Adolfsbergs IK
- Full name: Adolfsbergs Idrottsklubb
- Founded: 1943
- Ground: Lugnets IP Örebro Sweden
- Chairman: Per Wiklund
- League: Division 3 Västra Svealand
- 2009: Division 3 Västra Svealand, 9th
| Home colours | Away colours |

= Adolfsbergs IK =

Swedish football club

Adolfsbergs IK is a Swedish football club located in Örebro in Örebro County.

==Background==
Adolfsbergs Idrottsklubb is a sports club from the district of Adolfsberg in Örebro. The club was founded on 8 November 1943 and was first involved in bandy and table tennis. From 1944 football was played at the Brunnsparken and since 1957 at the Lugnets IP in Sommarroskogen where there is also a clubhouse.

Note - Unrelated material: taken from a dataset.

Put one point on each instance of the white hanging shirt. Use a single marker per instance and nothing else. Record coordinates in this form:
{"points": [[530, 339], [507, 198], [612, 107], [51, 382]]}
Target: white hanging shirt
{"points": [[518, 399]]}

Since 1975 the club has only specialised in football. Adolfsbergs IK currently has 450 active players and around 20 teams. Along with BK Forward and Karlslunds IF HFK, Adolfsbergs IK arranges one of Sweden's largest youth tournaments, the Örebro Cup.

Since their foundation Adolfsbergs IK has participated mainly in the middle and lower divisions of the Swedish football league system. In 2010 the club played in Division 3 Västra Svealand, which is the fifth tier of Swedish football, but they finished in a relegation position and in 2011 they will play in Division 4 Örebro Län. They play their home matches at the Lugnets IP in Örebro.

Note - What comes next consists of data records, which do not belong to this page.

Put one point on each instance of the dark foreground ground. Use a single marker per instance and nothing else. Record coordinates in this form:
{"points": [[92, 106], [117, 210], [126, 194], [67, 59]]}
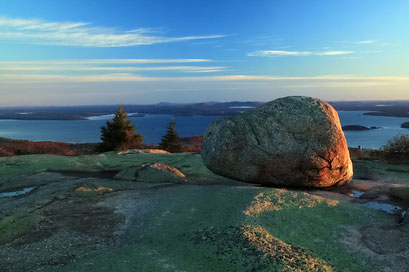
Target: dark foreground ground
{"points": [[103, 213]]}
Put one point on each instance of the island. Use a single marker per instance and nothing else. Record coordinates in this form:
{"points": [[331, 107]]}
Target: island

Adolfsbergs IK are affiliated to the Örebro Läns Fotbollförbund.

==Season to season==

| Season | Level | Division | Section | Position | Movements |
|---|---|---|---|---|---|
| 1993 | Tier 4 | Division 3 | Västra Svealand | 10th | Relegated |
| 1994 | Tier 5 | Division 4 | Örebro Län | 1st | Promoted |
| 1995 | Tier 4 | Division 3 | Västra Svealand | 3rd |  |
| 1996 | Tier 4 | Division 3 | Västra Svealand | 5th |  |
| 1997 | Tier 4 | Division 3 | Västra Svealand | 10th | Relegated |
| 1998 | Tier 5 | Division 4 | Örebro Län | 3rd |  |
| 1999 | Tier 5 | Division 4 | Örebro Län | 2nd |  |
| 2000 | Tier 5 | Division 4 | Örebro Län | 2nd | Promotion Playoffs |
| 2001 | Tier 5 | Division 4 | Örebro Län | 7th |  |
| 2002 | Tier 5 | Division 4 | Örebro Län | 1st | Promoted |
| 2003 | Tier 4 | Division 3 | Västra Svealand | 10th | Relegated |
| 2004 | Tier 5 | Division 4 | Örebro Län | 2nd | Promotion Playoffs |
| 2005 | Tier 5 | Division 4 | Örebro Län | 6th |  |
| 2006* | Tier 6 | Division 4 | Örebro Län | 2nd | Promotion Playoffs – Promoted |
| 2007 | Tier 5 | Division 3 | Västra Svealand | 5th |  |
| 2008 | Tier 5 | Division 3 | Västra Svealand | 9th |  |
| 2009 | Tier 5 | Division 3 | Västra Svealand | 9th |  |
| 2010 | Tier 5 | Division 3 | Västra Svealand | 12th | Relegated |
| 2011 | Tier 6 | Division 4 | Örebro Län | 5th |  |
| 2012 | Tier 6 | Division 4 | Örebro län | 1st | Promoted |
| 2013 | Tier 5 | Division 3 | Västra Svealand | 12th | Relegated |
| 2014 | Tier 6 | Division 4 | Örebro län | 7th |  |

- League restructuring in 2006 resulted in a new division being created at Tier 3 and subsequent divisions dropping a level.

==Attendances==

In recent seasons Adolfsbergs IK have had the following average attendances:

| Season | Average attendance | Division / Section | Level |
|---|---|---|---|
| 2006 | Not available | Div 4 Örebro Län | Tier 6 |
| 2007 | 148 | Div 3 Västra Svealand | Tier 5 |
| 2008 | 175 | Div 3 Västra Svealand | Tier 5 |
| 2009 | 189 | Div 3 Västra Svealand | Tier 5 |
| 2010 | 149 | Div 3 Västra Svealand | Tier 5 |

- Attendances are provided in the Publikliga sections of the Svenska Fotbollförbundet website.